First let's handle the case where they're off. This is the default for simulators like spim
and mars
. Things are simple:
5000: jalr $10 # (1) $31 will have 5004
5004: nop # (2) this executed upon return
This is the way most architectures work.
But, mips has [the aforementioned] branch delay slots.
If the delays are enabled [in simulators] or real hardware, after every transfer of control instruction (e.g. branch, jump, jal, jalr) is a single instruction that follows in the delay slot that is unconditionally executed before the branch is actually taken [or not]:
5000: jalr $10 # (1) $31 will have 5008
5004: nop # (2) this executed _before_ branch taken
5008: nop # (3) this executed upon return
So, the effective execution order is actually (2), (1), (3).
In the general case, you have a three step sequence:
5000: beqz $10,foobar # (1) conditional branch to foobar
5004: nop # (2) executed _before_ branch taken
5008: nop # (3) executed _after_ if branch _not_ taken
Once again, the effective execution order will be (2), (1).
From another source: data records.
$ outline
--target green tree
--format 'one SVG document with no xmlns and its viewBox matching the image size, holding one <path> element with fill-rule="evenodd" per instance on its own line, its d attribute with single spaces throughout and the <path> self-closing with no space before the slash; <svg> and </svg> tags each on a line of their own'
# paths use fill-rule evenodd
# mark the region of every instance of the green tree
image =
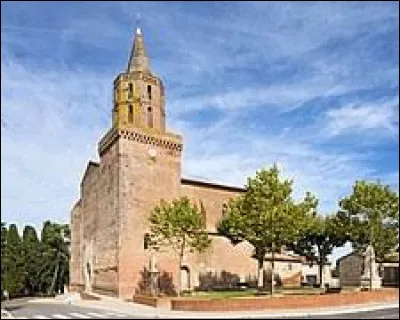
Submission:
<svg viewBox="0 0 400 320">
<path fill-rule="evenodd" d="M 27 293 L 39 291 L 41 246 L 35 228 L 25 226 L 22 233 L 22 254 L 24 260 L 24 287 Z"/>
<path fill-rule="evenodd" d="M 263 287 L 265 255 L 271 252 L 271 294 L 274 291 L 274 254 L 289 242 L 296 241 L 315 215 L 317 200 L 307 192 L 296 203 L 292 197 L 292 180 L 279 178 L 274 165 L 248 178 L 243 196 L 231 199 L 217 230 L 233 243 L 248 241 L 258 261 L 258 287 Z"/>
<path fill-rule="evenodd" d="M 371 244 L 384 259 L 399 242 L 399 195 L 380 182 L 356 181 L 339 202 L 341 219 L 356 250 Z"/>
<path fill-rule="evenodd" d="M 318 264 L 319 285 L 322 288 L 322 273 L 328 262 L 328 255 L 335 247 L 343 246 L 347 240 L 346 230 L 337 216 L 315 216 L 308 230 L 297 241 L 288 243 L 287 247 L 306 257 L 309 262 Z"/>
<path fill-rule="evenodd" d="M 5 222 L 1 222 L 1 296 L 3 297 L 3 292 L 5 290 L 6 284 L 6 265 L 7 262 L 7 226 Z"/>
<path fill-rule="evenodd" d="M 151 246 L 168 246 L 179 255 L 179 296 L 185 252 L 202 252 L 210 245 L 205 222 L 197 206 L 191 204 L 187 197 L 172 202 L 161 200 L 151 211 L 149 222 Z"/>
<path fill-rule="evenodd" d="M 9 226 L 6 243 L 5 254 L 7 259 L 4 265 L 4 287 L 8 290 L 10 297 L 13 297 L 21 295 L 24 289 L 24 262 L 21 255 L 22 241 L 15 224 L 10 224 Z"/>
<path fill-rule="evenodd" d="M 43 263 L 41 273 L 41 291 L 48 295 L 62 290 L 68 280 L 69 226 L 46 221 L 42 229 Z"/>
</svg>

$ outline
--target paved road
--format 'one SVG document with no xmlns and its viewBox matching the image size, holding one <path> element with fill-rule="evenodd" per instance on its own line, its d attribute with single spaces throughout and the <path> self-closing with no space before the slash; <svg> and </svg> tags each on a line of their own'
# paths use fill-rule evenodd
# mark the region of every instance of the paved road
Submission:
<svg viewBox="0 0 400 320">
<path fill-rule="evenodd" d="M 298 319 L 399 319 L 399 308 L 388 308 L 375 311 L 343 313 L 336 315 L 319 315 Z"/>
<path fill-rule="evenodd" d="M 20 302 L 5 309 L 16 319 L 133 319 L 131 315 L 123 312 L 68 304 Z"/>
<path fill-rule="evenodd" d="M 4 307 L 4 306 L 2 306 Z M 143 319 L 145 316 L 136 316 L 124 312 L 87 308 L 69 304 L 30 303 L 28 300 L 13 301 L 5 306 L 17 319 Z M 269 315 L 269 319 L 271 315 Z M 153 317 L 149 317 L 153 319 Z M 161 317 L 162 318 L 162 315 Z M 168 316 L 171 318 L 171 315 Z M 192 317 L 190 317 L 192 318 Z M 201 317 L 199 317 L 201 318 Z M 230 317 L 233 319 L 233 317 Z M 250 317 L 242 317 L 250 318 Z M 262 319 L 263 316 L 257 318 Z M 265 319 L 268 319 L 265 317 Z M 276 317 L 275 319 L 399 319 L 399 308 L 387 308 L 375 311 L 343 313 L 335 315 L 315 315 L 308 317 Z M 238 317 L 239 319 L 239 317 Z"/>
</svg>

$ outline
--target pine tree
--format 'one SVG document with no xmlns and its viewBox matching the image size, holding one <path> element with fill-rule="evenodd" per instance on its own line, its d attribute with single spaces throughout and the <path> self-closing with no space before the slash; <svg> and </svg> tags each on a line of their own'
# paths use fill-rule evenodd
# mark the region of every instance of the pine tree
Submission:
<svg viewBox="0 0 400 320">
<path fill-rule="evenodd" d="M 24 289 L 24 262 L 21 255 L 22 241 L 15 224 L 9 226 L 6 241 L 5 254 L 7 255 L 7 260 L 4 265 L 4 286 L 8 290 L 10 297 L 13 297 L 23 294 Z"/>
<path fill-rule="evenodd" d="M 39 291 L 40 266 L 42 264 L 41 246 L 36 230 L 25 226 L 22 236 L 24 259 L 24 286 L 28 294 Z"/>
<path fill-rule="evenodd" d="M 46 221 L 42 229 L 41 292 L 53 295 L 68 281 L 70 230 L 68 225 Z"/>
<path fill-rule="evenodd" d="M 6 284 L 6 265 L 7 265 L 7 226 L 5 222 L 1 222 L 1 297 L 3 298 L 3 292 Z"/>
</svg>

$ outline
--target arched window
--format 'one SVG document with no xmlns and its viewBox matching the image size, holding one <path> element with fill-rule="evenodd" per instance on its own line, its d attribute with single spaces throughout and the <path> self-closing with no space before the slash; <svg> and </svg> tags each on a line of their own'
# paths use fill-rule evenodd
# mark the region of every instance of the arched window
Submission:
<svg viewBox="0 0 400 320">
<path fill-rule="evenodd" d="M 129 105 L 128 122 L 133 123 L 133 107 L 131 104 Z"/>
<path fill-rule="evenodd" d="M 225 215 L 226 211 L 228 210 L 228 205 L 226 202 L 222 204 L 222 215 Z"/>
<path fill-rule="evenodd" d="M 147 108 L 147 126 L 149 128 L 153 128 L 153 112 L 151 110 L 151 107 Z"/>
<path fill-rule="evenodd" d="M 128 99 L 132 98 L 133 96 L 133 84 L 130 83 L 128 87 Z"/>
<path fill-rule="evenodd" d="M 150 233 L 145 233 L 143 240 L 144 240 L 143 244 L 144 250 L 147 250 L 150 246 L 150 241 L 151 241 Z"/>
<path fill-rule="evenodd" d="M 149 100 L 151 100 L 151 85 L 147 86 L 147 96 L 149 97 Z"/>
<path fill-rule="evenodd" d="M 203 201 L 200 200 L 200 216 L 201 219 L 203 220 L 204 225 L 207 224 L 207 212 L 206 208 L 204 207 Z"/>
</svg>

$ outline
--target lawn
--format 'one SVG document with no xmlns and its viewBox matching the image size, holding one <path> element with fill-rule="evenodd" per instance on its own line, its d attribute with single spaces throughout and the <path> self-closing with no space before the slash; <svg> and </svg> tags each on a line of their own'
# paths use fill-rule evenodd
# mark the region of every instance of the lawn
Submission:
<svg viewBox="0 0 400 320">
<path fill-rule="evenodd" d="M 195 291 L 190 294 L 185 294 L 188 298 L 213 298 L 213 299 L 225 299 L 225 298 L 237 298 L 237 297 L 253 297 L 257 292 L 256 289 L 249 290 L 238 290 L 238 291 Z"/>
<path fill-rule="evenodd" d="M 319 294 L 323 289 L 312 287 L 291 287 L 291 288 L 276 288 L 277 295 L 306 295 L 306 294 Z M 265 292 L 268 296 L 268 291 Z M 187 298 L 196 299 L 226 299 L 226 298 L 240 298 L 240 297 L 255 297 L 257 295 L 256 289 L 238 290 L 238 291 L 195 291 L 184 295 Z"/>
</svg>

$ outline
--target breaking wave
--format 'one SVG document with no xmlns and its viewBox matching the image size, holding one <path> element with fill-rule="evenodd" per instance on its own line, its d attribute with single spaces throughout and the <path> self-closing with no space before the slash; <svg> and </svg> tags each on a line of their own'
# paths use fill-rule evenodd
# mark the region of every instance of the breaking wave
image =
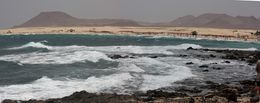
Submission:
<svg viewBox="0 0 260 103">
<path fill-rule="evenodd" d="M 12 54 L 1 56 L 0 60 L 20 64 L 72 64 L 76 62 L 98 62 L 100 59 L 113 61 L 106 54 L 97 51 L 53 51 Z"/>
<path fill-rule="evenodd" d="M 51 49 L 51 46 L 45 45 L 44 43 L 47 43 L 48 41 L 40 41 L 40 42 L 29 42 L 27 44 L 24 44 L 22 46 L 19 47 L 14 47 L 14 48 L 9 48 L 9 49 L 24 49 L 24 48 L 28 48 L 28 47 L 33 47 L 33 48 L 46 48 L 46 49 Z"/>
<path fill-rule="evenodd" d="M 61 98 L 82 90 L 98 93 L 111 88 L 123 89 L 122 86 L 126 85 L 127 80 L 131 78 L 132 76 L 129 73 L 113 74 L 99 78 L 93 76 L 85 80 L 54 80 L 42 77 L 30 84 L 0 87 L 0 101 L 3 99 L 29 100 L 32 98 L 42 100 Z"/>
<path fill-rule="evenodd" d="M 29 100 L 61 98 L 75 91 L 91 93 L 131 93 L 173 85 L 174 82 L 194 76 L 191 69 L 142 57 L 122 60 L 117 72 L 87 79 L 61 79 L 42 77 L 29 84 L 0 87 L 3 99 Z M 1 101 L 1 99 L 0 99 Z"/>
</svg>

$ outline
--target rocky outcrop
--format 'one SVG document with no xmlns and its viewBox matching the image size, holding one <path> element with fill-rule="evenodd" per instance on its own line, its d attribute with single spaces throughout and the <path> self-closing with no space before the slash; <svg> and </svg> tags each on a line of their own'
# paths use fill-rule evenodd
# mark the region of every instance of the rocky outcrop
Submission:
<svg viewBox="0 0 260 103">
<path fill-rule="evenodd" d="M 203 51 L 214 51 L 217 53 L 225 54 L 222 56 L 222 59 L 230 60 L 240 60 L 246 61 L 249 64 L 254 64 L 260 59 L 260 51 L 251 51 L 251 50 L 216 50 L 216 49 L 194 49 L 194 50 L 203 50 Z M 224 63 L 230 63 L 230 61 L 224 61 Z"/>
</svg>

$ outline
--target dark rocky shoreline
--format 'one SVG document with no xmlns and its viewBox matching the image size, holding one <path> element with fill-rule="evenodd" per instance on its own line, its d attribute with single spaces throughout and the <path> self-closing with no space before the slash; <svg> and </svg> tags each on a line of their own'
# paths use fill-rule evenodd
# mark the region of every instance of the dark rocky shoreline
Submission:
<svg viewBox="0 0 260 103">
<path fill-rule="evenodd" d="M 260 59 L 260 51 L 245 51 L 245 50 L 216 50 L 216 49 L 193 49 L 188 48 L 187 51 L 204 51 L 215 52 L 223 54 L 219 58 L 226 59 L 225 63 L 230 63 L 228 60 L 245 61 L 248 65 L 255 65 Z M 120 58 L 135 58 L 140 55 L 110 55 L 112 59 Z M 143 55 L 142 55 L 143 56 Z M 163 57 L 165 55 L 146 55 L 150 58 Z M 186 57 L 187 55 L 179 55 L 179 57 Z M 197 55 L 201 58 L 215 58 L 217 55 Z M 186 63 L 191 65 L 192 62 Z M 201 65 L 200 68 L 208 68 L 207 65 Z M 221 69 L 221 68 L 213 68 Z M 204 71 L 207 72 L 207 71 Z M 212 81 L 205 81 L 206 86 L 199 88 L 178 88 L 175 92 L 165 92 L 163 90 L 150 90 L 146 93 L 134 93 L 133 95 L 119 95 L 119 94 L 95 94 L 86 91 L 75 92 L 74 94 L 58 99 L 48 100 L 29 100 L 29 101 L 15 101 L 4 100 L 2 103 L 251 103 L 255 96 L 255 82 L 254 79 L 233 81 L 235 85 L 230 82 L 214 83 Z M 201 95 L 200 88 L 206 88 L 211 92 Z M 197 94 L 189 95 L 188 93 Z M 250 102 L 251 100 L 251 102 Z"/>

Then, either the first instruction of foobar
is executed [if the branch was taken] or the instruction at 5008
(3) will be executed if the branch is not taken.
Okay, you may be asking why?
In early MIPS chips, instructions were prefetched. For example, the instruction for cycle N+1 was prefetched [and possibly predecoded] in cycle N (a one cycle delay).
So, on cycle N, the instruction execution unit is executing the instruction fetched in cycle N-1 (e.g. 5000), the instruction prefetch unit is fetching the next instruction (at 5004). They overlap with the one cycle delay. In cycle N+1, the execution unit is executing the prefetched instruction (at 5004) and the prefetch unit is prefetching the next instruction (at 5008).
This works great until a conditional transfer of control instruction is encountered.
Without the delay slot, the processor would have to stall, and the instruction after the branch that got prefetched on the same cycle as the branch was executed would be wasted. With the delay slot execution, you can usually populate the slot with something useful, so the prefetch needn't be wasted.
But, it does makes things a bit more complicated.